While Welk lists on the exchange companies as three different resorts, that gives a somewhat misleading picture. The recreational activities are offered at the different club houses, but they are open to anyone staying in any of the "three" resorts.

Why "three" resorts? Welk San Diego was built in basically three phases.

Phase 1 -- Lawrence Welk Resort Villas
These are serene two bedroom units with a "great room" between. They are spacious and relaxing; there is really something unique about these original units. Most of the buildings are two story, but each unit is all on one floor. They are solidly constructed: I've only stayed on the bottom floor, and I've *never* heard footsteps above me. There are handicap units available which have no stairs at all. TUG members have reported that all these units are being refurbished.

Phase 2 - Villas on the Green
These are built as two bedroom lock-offs. One side is a large one bedroom with a living room, a large patio, a full kitchen and washer and drier. The other side is a small one bedroom, with an insignificant patio, and a partial kitchen (two burners, no oven, tiny dishwasher), and no washer/drier. Having said that, I think the small unit is perfectly adequate for a couple provided you plan ahead for no oven and no clothes washer. These units need some refurbishing, but having seen the latest HOA budget, I'm not at all worried.
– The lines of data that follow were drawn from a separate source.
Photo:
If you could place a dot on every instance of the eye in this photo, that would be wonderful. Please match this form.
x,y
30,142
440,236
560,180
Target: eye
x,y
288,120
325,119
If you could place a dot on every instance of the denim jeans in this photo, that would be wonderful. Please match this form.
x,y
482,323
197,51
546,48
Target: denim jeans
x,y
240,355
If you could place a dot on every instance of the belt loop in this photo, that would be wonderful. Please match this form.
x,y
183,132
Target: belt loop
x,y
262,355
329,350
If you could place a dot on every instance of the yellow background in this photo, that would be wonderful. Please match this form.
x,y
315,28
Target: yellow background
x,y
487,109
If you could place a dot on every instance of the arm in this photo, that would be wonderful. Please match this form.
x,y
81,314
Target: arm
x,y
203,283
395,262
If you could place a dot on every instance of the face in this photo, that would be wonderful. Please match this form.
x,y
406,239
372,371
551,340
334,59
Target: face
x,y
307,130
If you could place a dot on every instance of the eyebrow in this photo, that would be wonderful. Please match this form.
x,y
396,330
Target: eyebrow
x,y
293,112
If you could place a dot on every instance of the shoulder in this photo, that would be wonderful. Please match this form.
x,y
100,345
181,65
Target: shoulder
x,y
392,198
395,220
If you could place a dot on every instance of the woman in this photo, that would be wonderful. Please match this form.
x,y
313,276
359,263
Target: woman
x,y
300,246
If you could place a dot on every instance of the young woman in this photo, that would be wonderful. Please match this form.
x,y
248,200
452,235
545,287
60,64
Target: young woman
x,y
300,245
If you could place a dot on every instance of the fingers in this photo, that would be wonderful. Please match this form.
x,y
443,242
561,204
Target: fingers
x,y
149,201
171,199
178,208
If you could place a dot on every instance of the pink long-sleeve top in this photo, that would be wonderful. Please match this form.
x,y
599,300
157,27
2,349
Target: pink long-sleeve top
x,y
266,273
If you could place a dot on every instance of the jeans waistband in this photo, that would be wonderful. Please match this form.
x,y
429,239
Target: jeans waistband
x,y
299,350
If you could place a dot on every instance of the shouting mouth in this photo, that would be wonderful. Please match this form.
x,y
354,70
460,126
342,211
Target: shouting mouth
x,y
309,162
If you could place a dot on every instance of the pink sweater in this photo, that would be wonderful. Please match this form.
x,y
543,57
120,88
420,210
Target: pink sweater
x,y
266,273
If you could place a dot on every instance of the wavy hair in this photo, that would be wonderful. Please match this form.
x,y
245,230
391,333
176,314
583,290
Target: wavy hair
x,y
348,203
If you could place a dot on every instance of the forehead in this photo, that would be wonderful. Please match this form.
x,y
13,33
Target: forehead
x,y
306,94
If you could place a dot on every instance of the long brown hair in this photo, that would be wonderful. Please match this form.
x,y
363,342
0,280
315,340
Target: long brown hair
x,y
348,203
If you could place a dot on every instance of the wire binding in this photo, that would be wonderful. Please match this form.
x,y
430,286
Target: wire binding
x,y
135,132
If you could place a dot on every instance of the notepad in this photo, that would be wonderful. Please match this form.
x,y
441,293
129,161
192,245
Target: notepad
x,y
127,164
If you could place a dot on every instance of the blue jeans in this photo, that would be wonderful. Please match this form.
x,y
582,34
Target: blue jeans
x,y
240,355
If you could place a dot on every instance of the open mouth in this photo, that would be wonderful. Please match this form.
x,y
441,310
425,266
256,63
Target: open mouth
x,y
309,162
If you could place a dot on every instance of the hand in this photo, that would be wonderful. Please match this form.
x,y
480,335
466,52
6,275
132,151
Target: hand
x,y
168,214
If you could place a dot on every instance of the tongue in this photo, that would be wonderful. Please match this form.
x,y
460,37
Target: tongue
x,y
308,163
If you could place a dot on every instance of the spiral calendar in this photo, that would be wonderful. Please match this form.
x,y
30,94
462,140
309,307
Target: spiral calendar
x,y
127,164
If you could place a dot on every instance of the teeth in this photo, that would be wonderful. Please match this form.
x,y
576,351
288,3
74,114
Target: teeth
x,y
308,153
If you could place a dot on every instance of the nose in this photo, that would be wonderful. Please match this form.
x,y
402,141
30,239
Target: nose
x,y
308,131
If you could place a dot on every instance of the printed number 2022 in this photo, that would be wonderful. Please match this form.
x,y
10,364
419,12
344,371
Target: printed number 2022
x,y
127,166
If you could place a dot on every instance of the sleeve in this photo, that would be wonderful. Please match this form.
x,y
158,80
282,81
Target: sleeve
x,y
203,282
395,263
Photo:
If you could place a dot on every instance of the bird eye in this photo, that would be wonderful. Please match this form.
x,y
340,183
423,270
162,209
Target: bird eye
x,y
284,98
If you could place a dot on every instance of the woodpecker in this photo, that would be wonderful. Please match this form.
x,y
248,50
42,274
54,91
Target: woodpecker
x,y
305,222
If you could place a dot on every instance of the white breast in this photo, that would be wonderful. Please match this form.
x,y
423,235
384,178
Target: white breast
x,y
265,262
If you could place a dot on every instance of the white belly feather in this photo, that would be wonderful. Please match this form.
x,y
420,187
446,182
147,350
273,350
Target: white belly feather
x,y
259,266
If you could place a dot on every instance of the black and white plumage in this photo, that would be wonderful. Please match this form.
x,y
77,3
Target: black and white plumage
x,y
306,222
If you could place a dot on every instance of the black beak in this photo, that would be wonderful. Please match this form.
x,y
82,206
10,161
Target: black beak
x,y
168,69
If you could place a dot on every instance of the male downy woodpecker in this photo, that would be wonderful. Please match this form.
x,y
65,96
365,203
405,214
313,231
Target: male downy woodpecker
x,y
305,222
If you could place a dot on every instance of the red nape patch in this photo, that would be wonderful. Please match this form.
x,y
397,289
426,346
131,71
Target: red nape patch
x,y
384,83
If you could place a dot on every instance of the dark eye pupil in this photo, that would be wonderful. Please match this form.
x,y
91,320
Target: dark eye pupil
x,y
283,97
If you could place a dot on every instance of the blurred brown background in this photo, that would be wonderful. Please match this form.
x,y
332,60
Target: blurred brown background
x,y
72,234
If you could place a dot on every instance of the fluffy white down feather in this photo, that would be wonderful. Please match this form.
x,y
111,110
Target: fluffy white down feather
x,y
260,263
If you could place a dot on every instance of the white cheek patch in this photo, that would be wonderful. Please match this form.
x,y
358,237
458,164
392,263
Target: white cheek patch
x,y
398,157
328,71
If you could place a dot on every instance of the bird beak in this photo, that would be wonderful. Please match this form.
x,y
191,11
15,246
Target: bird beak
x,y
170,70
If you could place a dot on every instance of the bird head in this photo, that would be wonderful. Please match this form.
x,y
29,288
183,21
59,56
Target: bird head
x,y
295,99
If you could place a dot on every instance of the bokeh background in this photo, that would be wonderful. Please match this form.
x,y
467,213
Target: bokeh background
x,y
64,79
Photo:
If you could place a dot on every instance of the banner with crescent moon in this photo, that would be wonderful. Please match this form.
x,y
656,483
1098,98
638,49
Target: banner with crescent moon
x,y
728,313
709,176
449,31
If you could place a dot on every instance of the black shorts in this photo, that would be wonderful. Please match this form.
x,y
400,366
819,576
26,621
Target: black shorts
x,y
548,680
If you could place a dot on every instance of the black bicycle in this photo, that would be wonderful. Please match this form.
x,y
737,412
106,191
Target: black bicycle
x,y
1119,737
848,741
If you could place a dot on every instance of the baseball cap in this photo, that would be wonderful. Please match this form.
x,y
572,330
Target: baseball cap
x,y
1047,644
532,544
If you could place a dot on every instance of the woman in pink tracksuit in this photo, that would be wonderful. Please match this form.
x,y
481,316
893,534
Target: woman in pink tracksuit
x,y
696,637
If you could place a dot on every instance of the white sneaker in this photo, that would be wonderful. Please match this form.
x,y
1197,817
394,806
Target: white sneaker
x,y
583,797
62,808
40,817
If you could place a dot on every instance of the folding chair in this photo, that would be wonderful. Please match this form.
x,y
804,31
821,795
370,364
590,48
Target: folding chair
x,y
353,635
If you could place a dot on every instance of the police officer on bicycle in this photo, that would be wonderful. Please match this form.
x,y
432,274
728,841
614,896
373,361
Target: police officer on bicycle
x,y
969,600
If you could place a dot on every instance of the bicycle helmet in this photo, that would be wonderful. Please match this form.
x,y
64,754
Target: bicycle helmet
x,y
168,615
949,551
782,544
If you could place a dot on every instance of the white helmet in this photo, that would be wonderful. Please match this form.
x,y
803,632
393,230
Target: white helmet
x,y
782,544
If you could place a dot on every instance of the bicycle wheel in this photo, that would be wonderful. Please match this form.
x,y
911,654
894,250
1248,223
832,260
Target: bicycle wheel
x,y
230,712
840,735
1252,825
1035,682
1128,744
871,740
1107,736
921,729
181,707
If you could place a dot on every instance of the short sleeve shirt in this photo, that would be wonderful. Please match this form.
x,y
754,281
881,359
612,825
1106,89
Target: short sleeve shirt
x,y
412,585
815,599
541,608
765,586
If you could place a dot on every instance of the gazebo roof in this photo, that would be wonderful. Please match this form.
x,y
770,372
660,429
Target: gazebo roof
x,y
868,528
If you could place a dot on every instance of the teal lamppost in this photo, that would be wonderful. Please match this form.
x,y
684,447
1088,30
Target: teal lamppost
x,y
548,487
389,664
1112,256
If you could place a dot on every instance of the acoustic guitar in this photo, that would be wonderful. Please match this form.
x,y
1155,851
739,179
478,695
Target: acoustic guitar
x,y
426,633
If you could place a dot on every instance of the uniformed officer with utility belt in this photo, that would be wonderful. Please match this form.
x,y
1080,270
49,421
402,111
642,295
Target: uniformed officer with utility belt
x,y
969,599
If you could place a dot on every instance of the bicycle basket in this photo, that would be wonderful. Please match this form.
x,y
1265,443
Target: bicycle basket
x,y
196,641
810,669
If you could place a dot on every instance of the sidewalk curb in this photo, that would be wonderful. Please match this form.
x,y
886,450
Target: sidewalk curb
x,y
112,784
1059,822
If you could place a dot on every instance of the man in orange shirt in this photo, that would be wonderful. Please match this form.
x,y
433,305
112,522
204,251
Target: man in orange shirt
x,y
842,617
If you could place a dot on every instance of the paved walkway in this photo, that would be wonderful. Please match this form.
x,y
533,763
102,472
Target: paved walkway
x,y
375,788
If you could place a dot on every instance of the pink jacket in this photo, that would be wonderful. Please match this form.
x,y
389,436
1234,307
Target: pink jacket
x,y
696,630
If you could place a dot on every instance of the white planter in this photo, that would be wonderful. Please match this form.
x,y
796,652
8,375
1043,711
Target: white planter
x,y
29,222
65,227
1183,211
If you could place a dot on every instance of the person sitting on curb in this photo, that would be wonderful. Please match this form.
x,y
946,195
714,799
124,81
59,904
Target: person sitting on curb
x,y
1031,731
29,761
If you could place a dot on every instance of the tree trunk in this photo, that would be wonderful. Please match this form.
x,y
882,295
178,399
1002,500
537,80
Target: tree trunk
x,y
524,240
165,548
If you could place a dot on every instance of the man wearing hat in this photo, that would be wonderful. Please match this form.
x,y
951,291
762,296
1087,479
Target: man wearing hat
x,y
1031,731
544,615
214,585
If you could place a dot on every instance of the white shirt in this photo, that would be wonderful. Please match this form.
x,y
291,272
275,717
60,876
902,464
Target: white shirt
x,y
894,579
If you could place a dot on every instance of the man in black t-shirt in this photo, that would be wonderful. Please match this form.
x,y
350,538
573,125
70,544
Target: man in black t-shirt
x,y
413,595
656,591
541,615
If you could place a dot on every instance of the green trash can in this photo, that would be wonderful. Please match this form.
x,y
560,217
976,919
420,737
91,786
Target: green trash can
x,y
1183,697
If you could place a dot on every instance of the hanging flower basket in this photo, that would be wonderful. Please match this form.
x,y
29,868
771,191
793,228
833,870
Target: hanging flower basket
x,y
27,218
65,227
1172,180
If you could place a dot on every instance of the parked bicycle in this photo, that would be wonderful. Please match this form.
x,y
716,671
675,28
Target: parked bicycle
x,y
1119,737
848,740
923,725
There's a nice amount set aside for capital improvements. Closest units to the Marketplace where we attended a number of events.

Phase 3 - Mountain Villas
The newest phase, also two bedroom lock-offs. Haven't stayed here, only toured, but they seemed quite nice. The pool at this clubhouse is very attractive -- it's huge and meandering like something you'd see in a magazine ad. Farthest from the Marketplace, WAY up the hill. You might want to walk down, but you'd better be healthy if you're planning to walk back up.

As I said, we couldn't be happier with owning at Welk even though we're in the most "rundown" section. "Rundown" is a relative term -- if you'd seen the first timeshare we owned, you'd call the Villas on the Green an absolute paradise.

If you're exchanging into Welk, I completely agree with Liz: Villas on the Green are the least desirable of the three sections (i.e. resorts). But if you'll be spending your time on the golf course or by the pool, any of the three resorts will give you a fabulous vacation.


----------



## heathpack (Aug 15, 2011)

Thanks everybody.  We'll post back if we pick one up and go visit.

H


----------



## Rent_Share (Aug 15, 2011)

eal said:


> The resort is owned by the Welk family and I am sure they would never consider changing the name!


 
The resort is owned by people who paid developer prices .  . . .


----------



## Jaybee (Aug 22, 2011)

I agree about Welk being delightful. We've owned here for some time, and have never been disappointed.
We're just starting a 5 night stay in the Villas. We're on Melody Hill, and this is the first time we've ever stayed in a downstairs unit. It's a refurbished one, and done very nicely. I love the fact that they've switched to duvet covers, and eliminated the lovely, but VERY heavy bedspreads. (Am I writing my review here?) 
Last year, we got to spend a week at Sirena del Mar in Cabo, and it is really nicely done. 
Looking back at at a couple of negative notes on this thread, I'd be thrilled if I were half as smart and successful as "that fossil". :hysterical:


----------